U.S. DEVELOPMENTS

SEC and NYSE/Nasdaq Developments

SEC Proposes to Expand "Testing the Waters" Exemption to Permit Pre-Offering Communications

On 19 February 2019, the Securities and Exchange Commission (SEC) proposed an expansion of the allowance under the 2012 Jumpstart Our Business Startups Act ("JOBS Act"), referred to as "testing the waters", which is currently only available to emerging growth companies (EGCs). The new Rule 163B under the Securities Act of 1933 ("Securities Act") would, if adopted, enable all issuers (and their authorised representatives, including underwriters) to engage in communications with certain categories of large institutional investors prior to or after the filing of a registration statement to assess investor interest in a registered offering. These communications would be exempt from the prohibition imposed by Section 5 of the Securities Act on making any written or oral offers prior to the filing of a registration statement with the SEC.

Generally, companies with annual revenues in excess of US$1 billion do not qualify as EGCs and thus currently are unable to "test the waters" in reliance on this JOBS Act provision. In the SEC press release announcing the proposed rule, SEC Chairman Jay Clayton stated, "Extending the test-the-waters reform to a broader range of issuers is designed to enhance their ability to conduct successful public securities offerings and lower their cost of capital, and ultimately to provide investors with more opportunities to invest in public companies."

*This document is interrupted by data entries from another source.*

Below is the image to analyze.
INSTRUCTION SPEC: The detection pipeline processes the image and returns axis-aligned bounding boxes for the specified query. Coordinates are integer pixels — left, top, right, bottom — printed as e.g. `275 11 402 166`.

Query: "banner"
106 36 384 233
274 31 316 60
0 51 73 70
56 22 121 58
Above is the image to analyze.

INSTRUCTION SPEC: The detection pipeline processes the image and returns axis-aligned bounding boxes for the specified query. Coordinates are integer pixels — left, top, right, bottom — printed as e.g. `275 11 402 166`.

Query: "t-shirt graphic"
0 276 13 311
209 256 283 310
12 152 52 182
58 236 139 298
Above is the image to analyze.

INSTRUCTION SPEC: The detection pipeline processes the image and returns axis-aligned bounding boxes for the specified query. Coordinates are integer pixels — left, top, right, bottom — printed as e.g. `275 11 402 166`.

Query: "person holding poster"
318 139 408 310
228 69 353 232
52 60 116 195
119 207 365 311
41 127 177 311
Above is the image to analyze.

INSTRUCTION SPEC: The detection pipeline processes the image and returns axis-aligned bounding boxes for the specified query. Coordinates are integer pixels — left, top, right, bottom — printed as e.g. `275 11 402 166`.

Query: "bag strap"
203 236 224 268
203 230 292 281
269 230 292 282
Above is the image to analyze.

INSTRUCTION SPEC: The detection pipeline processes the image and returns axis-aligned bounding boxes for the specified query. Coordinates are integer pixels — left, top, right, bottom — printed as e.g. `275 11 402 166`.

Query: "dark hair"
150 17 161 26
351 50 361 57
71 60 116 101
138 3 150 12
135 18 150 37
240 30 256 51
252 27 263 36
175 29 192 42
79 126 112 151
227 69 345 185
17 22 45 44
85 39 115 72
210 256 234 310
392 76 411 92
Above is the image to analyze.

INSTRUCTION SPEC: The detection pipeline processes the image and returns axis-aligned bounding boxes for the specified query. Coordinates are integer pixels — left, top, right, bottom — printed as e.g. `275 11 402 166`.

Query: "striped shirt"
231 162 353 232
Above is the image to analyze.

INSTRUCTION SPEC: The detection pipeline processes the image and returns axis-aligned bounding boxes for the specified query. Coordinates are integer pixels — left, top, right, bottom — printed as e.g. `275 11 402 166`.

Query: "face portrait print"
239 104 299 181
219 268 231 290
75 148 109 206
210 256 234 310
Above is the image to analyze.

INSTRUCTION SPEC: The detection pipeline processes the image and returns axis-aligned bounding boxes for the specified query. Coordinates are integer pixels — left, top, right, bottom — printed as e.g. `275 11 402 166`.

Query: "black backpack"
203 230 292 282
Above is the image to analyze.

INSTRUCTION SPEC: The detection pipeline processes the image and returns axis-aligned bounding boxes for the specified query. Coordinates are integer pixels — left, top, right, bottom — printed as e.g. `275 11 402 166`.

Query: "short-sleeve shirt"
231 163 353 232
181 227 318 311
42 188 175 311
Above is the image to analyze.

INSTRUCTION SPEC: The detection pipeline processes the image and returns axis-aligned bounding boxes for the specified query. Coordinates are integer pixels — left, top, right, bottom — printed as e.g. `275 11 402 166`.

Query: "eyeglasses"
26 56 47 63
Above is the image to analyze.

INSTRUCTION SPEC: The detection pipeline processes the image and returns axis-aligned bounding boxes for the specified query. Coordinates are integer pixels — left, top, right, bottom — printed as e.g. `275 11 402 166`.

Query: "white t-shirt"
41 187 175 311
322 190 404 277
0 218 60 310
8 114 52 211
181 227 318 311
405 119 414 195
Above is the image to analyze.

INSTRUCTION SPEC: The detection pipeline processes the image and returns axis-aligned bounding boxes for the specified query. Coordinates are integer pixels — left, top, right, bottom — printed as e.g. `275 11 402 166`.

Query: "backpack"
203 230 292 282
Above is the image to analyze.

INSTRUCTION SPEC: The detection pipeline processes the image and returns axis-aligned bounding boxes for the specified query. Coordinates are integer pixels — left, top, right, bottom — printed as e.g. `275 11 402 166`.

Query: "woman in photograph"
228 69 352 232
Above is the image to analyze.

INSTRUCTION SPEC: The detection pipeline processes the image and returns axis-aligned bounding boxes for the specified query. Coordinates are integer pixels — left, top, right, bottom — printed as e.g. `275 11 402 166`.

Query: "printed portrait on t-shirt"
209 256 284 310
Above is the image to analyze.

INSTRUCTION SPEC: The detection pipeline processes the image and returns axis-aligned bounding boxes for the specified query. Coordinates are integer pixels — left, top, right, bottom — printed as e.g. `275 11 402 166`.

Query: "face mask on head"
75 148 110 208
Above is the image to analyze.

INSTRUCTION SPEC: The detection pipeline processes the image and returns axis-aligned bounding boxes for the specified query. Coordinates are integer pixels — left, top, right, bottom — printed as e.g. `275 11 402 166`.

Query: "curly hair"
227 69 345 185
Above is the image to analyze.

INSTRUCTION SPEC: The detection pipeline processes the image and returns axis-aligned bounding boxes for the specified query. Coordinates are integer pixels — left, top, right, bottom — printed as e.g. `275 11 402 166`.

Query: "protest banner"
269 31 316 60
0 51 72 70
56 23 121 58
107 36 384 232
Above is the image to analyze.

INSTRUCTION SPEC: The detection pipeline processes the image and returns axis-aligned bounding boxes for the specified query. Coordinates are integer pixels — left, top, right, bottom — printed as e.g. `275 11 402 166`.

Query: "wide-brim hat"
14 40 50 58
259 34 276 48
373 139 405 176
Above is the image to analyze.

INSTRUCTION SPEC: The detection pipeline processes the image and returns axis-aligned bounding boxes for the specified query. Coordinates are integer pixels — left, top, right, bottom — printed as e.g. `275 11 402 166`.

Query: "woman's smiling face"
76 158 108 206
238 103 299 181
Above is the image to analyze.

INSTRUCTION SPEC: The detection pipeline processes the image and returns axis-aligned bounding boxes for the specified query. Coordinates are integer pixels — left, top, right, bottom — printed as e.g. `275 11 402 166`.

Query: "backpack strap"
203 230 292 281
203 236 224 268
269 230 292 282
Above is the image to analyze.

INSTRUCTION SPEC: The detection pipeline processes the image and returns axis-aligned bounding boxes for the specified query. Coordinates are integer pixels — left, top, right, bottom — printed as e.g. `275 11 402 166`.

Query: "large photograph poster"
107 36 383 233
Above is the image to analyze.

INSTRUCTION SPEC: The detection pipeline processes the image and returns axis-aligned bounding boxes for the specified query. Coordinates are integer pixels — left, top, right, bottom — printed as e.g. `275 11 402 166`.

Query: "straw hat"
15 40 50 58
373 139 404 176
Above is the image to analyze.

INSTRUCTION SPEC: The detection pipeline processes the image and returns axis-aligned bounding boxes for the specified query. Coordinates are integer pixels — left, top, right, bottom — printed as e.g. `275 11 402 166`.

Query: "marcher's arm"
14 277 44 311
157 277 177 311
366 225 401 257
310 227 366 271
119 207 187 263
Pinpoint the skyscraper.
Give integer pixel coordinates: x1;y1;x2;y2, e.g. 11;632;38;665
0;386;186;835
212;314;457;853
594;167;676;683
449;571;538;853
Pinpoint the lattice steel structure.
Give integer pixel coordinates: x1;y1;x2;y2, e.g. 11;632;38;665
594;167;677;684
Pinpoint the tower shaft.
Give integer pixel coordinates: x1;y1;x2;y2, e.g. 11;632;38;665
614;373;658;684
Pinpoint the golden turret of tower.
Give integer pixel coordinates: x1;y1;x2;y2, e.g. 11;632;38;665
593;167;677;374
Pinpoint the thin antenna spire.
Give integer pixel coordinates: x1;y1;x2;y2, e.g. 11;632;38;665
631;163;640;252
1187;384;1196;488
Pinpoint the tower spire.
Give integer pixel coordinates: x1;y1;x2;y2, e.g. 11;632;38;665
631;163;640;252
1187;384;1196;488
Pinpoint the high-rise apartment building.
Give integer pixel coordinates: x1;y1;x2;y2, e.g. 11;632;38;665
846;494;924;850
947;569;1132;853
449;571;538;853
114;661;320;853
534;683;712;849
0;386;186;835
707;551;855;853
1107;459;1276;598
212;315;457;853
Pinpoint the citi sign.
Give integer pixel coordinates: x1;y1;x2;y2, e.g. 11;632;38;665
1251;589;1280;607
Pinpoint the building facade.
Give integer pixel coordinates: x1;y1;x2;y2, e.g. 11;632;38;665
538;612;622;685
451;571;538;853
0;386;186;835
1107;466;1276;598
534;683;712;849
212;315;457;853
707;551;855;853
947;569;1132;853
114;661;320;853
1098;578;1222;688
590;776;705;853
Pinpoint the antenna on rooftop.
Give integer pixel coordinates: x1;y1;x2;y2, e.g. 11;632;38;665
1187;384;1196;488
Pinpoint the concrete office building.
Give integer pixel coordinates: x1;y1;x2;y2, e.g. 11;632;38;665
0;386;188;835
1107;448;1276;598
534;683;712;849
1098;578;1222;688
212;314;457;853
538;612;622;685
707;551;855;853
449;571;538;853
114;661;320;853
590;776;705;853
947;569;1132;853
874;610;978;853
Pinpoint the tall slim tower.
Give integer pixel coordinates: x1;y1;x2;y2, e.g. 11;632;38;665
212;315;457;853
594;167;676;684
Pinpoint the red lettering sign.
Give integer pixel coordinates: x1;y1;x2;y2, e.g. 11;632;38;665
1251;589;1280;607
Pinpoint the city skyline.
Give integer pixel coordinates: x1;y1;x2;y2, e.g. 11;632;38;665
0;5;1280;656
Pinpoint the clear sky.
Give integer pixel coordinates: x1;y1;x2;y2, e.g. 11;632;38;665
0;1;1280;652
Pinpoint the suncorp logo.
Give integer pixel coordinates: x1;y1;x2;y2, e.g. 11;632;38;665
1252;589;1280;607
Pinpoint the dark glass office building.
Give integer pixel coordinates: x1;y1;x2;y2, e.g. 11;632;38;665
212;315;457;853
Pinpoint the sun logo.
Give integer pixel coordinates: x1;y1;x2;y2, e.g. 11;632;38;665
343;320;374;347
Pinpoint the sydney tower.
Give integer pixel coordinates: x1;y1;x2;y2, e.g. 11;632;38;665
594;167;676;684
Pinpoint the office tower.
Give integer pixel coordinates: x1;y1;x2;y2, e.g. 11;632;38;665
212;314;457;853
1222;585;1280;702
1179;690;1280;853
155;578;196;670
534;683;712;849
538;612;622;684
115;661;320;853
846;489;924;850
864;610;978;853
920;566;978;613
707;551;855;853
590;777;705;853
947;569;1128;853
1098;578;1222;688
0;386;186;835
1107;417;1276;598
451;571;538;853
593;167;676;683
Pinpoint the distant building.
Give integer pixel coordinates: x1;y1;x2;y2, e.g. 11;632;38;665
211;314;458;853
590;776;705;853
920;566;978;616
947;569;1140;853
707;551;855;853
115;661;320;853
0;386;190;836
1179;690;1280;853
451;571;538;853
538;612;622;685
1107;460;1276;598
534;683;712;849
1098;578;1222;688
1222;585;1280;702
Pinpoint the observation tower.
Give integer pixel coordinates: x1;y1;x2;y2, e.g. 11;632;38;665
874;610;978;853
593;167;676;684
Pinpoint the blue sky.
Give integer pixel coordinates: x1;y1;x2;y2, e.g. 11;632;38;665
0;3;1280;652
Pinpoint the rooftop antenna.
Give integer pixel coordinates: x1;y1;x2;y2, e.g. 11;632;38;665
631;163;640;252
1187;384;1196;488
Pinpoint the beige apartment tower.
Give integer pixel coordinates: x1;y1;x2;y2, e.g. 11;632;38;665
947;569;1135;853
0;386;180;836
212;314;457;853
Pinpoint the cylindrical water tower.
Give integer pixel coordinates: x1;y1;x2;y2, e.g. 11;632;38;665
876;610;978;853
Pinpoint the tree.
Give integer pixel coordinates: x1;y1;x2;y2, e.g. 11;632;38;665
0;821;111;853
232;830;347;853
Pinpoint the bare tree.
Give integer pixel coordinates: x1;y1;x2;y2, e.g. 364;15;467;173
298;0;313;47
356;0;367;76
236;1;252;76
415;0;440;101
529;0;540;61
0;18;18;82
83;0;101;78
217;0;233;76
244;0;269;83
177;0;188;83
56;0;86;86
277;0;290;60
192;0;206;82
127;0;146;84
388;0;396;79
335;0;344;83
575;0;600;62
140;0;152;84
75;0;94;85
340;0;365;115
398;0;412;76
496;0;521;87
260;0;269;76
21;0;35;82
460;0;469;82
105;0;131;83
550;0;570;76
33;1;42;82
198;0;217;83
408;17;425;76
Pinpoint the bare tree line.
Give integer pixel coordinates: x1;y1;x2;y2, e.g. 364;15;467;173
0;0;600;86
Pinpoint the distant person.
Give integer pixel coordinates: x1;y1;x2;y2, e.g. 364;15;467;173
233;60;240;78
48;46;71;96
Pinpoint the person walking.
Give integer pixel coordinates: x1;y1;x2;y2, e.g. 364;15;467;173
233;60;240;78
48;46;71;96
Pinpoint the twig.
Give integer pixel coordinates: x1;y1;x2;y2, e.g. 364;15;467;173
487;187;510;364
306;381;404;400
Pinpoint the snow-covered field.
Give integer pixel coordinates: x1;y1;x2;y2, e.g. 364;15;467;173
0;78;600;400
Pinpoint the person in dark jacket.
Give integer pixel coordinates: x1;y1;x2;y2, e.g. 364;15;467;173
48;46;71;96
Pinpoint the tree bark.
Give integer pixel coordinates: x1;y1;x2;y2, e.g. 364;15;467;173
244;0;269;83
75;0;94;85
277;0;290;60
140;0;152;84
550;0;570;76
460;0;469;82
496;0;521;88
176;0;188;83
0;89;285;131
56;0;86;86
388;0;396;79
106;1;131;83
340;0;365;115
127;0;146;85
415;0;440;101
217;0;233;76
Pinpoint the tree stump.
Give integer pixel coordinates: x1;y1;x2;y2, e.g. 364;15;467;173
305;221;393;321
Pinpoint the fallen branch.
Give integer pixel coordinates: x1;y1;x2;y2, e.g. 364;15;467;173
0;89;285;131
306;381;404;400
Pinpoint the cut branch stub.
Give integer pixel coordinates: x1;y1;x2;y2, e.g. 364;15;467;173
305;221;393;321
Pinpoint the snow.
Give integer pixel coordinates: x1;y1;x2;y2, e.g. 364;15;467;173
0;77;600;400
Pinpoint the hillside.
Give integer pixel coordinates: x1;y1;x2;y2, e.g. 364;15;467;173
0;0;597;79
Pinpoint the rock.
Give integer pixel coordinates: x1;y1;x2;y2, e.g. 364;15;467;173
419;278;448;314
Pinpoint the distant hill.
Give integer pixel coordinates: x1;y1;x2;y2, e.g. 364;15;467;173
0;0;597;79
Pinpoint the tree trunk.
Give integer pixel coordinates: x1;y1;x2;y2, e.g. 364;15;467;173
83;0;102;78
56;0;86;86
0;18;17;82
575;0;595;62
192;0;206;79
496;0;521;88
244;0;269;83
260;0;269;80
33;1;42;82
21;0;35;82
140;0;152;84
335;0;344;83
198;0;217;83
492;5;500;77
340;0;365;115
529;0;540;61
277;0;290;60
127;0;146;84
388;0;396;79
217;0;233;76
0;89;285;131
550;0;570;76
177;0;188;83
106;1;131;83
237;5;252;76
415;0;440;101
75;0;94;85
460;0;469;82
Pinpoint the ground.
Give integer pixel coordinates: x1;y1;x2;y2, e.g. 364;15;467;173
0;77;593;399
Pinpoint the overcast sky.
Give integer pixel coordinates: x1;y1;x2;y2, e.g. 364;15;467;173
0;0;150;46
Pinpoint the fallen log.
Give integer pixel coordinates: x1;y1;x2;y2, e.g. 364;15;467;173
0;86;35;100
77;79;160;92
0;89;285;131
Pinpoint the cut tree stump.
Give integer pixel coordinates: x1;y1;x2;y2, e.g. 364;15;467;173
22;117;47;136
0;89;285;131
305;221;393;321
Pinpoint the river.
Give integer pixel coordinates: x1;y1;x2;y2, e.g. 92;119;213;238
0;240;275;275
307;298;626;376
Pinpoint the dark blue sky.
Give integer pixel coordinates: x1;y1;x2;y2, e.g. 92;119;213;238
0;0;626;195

In view of the fact that communications under the proposed rule would be limited to "qualified institutional investors" and institutional "accredited investors," the rule as proposed would not require issuers to file or include specific legends on testing-the-waters communications made under Rule 163B. However, these communications would be subject to review by the SEC to ensure that testing-the-waters communications do not conflict with any material information included in the registration statement, in line with the SEC's current practice. These communications would continue to be considered "offers" under the Securities Act, and would consequently be subject to potential liability under the Securities Act and other federal anti-fraud provisions. Furthermore, companies subject to Regulation FD would need to consider whether testing-the-waters communications would be considered selective disclosure of material non-public information and whether the issuer has an obligation to simultaneously make such information public. Under Regulation FD, if the investors in testing-the-waters meetings enter into confidentiality agreements, the issuer may in certain circumstances conclude that public disclosure is not required at that time.

The new rule is meant to be non-exclusive, and a company could rely on other Securities Act communications rules or exemptions when assessing the means and timing of communication with potential investors prior to a contemplated offering.

Comments on the proposal are due by 29 April 2019. The proposed rule release is available here.

SEC Adopts Rule to Modernize and Simplify Regulation S-K Disclosures

On 20 March 2019, the SEC adopted final rules amending Regulation S-K and certain other rules and forms to modernise and simplify disclosure requirements. The amendments are intended to streamline disclosures made by public companies to make them more effective and reduce compliance costs while continuing to provide material information to investors.

Key changes effected by the final rules include:

  • revising the requirements for the "Operating and Financial Review and Prospects" (OFR) section of annual reports (Item 5 of Form 20-F) to allow companies to exclude a discussion of the earliest of the three years, provided that a discussion of that year has been included in a prior report;
  • clarifying that companies do not necessarily need to present the discussion in the OFR section in the format of a year-over-year comparison, but may use any other format that in their judgment enhances a reader's understanding of changes in its financial condition and results of operations;
  • allowing companies to redact confidential information from most exhibits to their filings without submitting a request for confidential treatment, provided that the redacted information is not material and that public disclosure would likely cause competitive harm;
  • permitting companies to omit entire schedules and similar attachments to any filed exhibits unless the schedules and attachments contain material information that is not otherwise disclosed in the exhibit itself or in the disclosure document;
  • revising rules or forms to update, streamline or otherwise improve the SEC's disclosure framework by eliminating the risk factor examples listed in the disclosure requirement;
  • clarifying the description of property requirements to emphasise that those disclosures should only include properties that are material to the company;
  • and incorporating technology to improve access to information by requiring data tagging for items on the cover page of certain filings and the use of hyperlinks for information that is incorporated by reference and available on EDGAR.